Wir haben uns daran gewöhnt, dass immer mehr Menschen auf Fleisch verzichten. Doch wer vegan lebt, gerät schnell unter Verdacht. Warum nur sollen wir auf Milch und Honig verzichten? Veganer sagen: Überall wo Tierleid verursacht wird, machen wir nicht mit. Das kann man radikal nennen. Oder konsequent. Veganer wollen politische Statements setzen. Und verzichten dafür auf vieles.
Ein veganes 10-Gang-Menü
Lauren Wildbolz genügt das nicht. Für die Künstlerin bedeutet veganes Leben auch eine grössere Genussvielfalt. Sie beschäftigte sich während ihres Studiums an der Kunsthochschule intensiv mit unserem Umgang mit Essen. Sie lancierte ein Waste-Food-Projekt und gründete das erste vegane Restaurant in Zürich.
Mittlerweile macht die Umtriebige hauptsächlich Caterings, hält Vorträge und veranstaltet Kochkurse. Zum Beispiel für ein veganes 10-Gang-Menü, Link öffnet in einem neuen Fensterim Browser öffnen. Zusammen mit anderen kocht man sich durch verschiedene Menüs der veganen Küche und erhält Informationen zu den Lebensmitteln. Denn in der veganen Küche müssen wir Vieles ersetzen, Honig etwa durch Agavendicksaft.
Vegan ist Genuss
Am Ende des Abends sitzt man zusammen und degustiert. Rohkostlasagne, Rüebli-Kohlrabi-Süppchen, vegane Sushi, Schoggi-Gugelhupf – es schmeckt. Nicht einer der Teilnehmer am Kochkurs ist übrigens Veganer. Sie sehen das als Erweiterung ihres Koch-Repertoires.

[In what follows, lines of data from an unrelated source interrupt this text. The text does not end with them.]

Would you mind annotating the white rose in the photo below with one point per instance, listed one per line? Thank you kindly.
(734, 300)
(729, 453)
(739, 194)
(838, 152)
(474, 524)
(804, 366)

Das ist es genau, was Lauren Wildbolz beabsichtigt.
Wildbolz stellt den Spass und den Genuss in den Vordergrund, und entkräftet so die Vorurteile über Veganer. «Seit meinem 14. Lebensjahr ernähre ich mich vegetarisch, irgendwann habe ich erkannt, dass ich aus den Gründen, aus denen ich mich vegetarisch ernähre eigentlich vegan werden müsste», sagt die 34-Jährige.
Die beste Ernährung ist ausgewogen
Wildbolz lebt konsequent vegan, und glaubt, dass wir alle mit unserem Kaufverhalten etwas bewirken können. Womöglich hat sie Recht, zumindest in den Wohlstandsstaaten. Doch sind die Anliegen der Veganer nicht eigentlich Luxusprobleme?
Veganer gelten als körperbewusst. Sie wissen viel über die Wirkung unserer Ernährung und können sie so optimieren. Da liegt der Lifestyle-Verdacht nahe. Denn der gesundheitliche Nutzen von veganer Ernährung ist durchaus umstritten.
Und obwohl wir etwa Eiweiss, B-Vitamine und Eisen mittlerweile gut ersetzen können, ist die beste Ernährung immer noch eine ausgewogene, mediterrane. Doch Veganern geht es um mehr, sie setzen ethischen und ökologischen Missständen etwas entgegen:
- Es geht um das Leid, bedingt durch den Umgang mit unseren Tieren. Der Begriff Massentierhaltung bekommt eine neue Facette, wenn man zum Beispiel weiss, dass männliche Küken, weil sie für die Eierproduktion unbrauchbar sind, getötet, geschreddert und verfüttert werden nach dem Schlüpfen.
- Es geht um Ressourcenverschwendung: Ein Drittel der Getreide weltweit wird an Tiere verfüttert. Damit die westliche Welt genügend Fleisch und Leder für ihre Luxusbedürfnisse hat. Von diesem Getreide könnten rund 4 Milliarden Menschen mehr satt werden.
- Und es geht um Umweltbelastung: Der CO2-Ausstoss für die Herstellung von einem Kilo Rindfleisch kann so hoch sein, wie der CO2-Ausstoss für eine 1600 Kilometer lange Autofahrt.
Mit gutem veganem Essen überzeugen
Diese Argumente lassen sich nicht einfach von der Hand weisen. Dennoch scheint das konsequente vegane Leben aufwändig, der Verzicht auf Fleisch und Käse ein grosser.
Lauren Wildbolz weiss das, und geht darum behutsam vor. Sie will mit gutem veganem Essen überzeugen und den Leuten die Chance geben, sich langsam einer veganen Ernährung anzunähern.
Kein Problem für die vegane Köchin, wenn da ab und zu trotzdem Fleisch, Honig oder Käse dabei sind. Kürzlich beendete sie einen Vortag am Gottlieb-Duttweiler-Institut mit den Worten: «Es lebe der Sonntagsbraten.»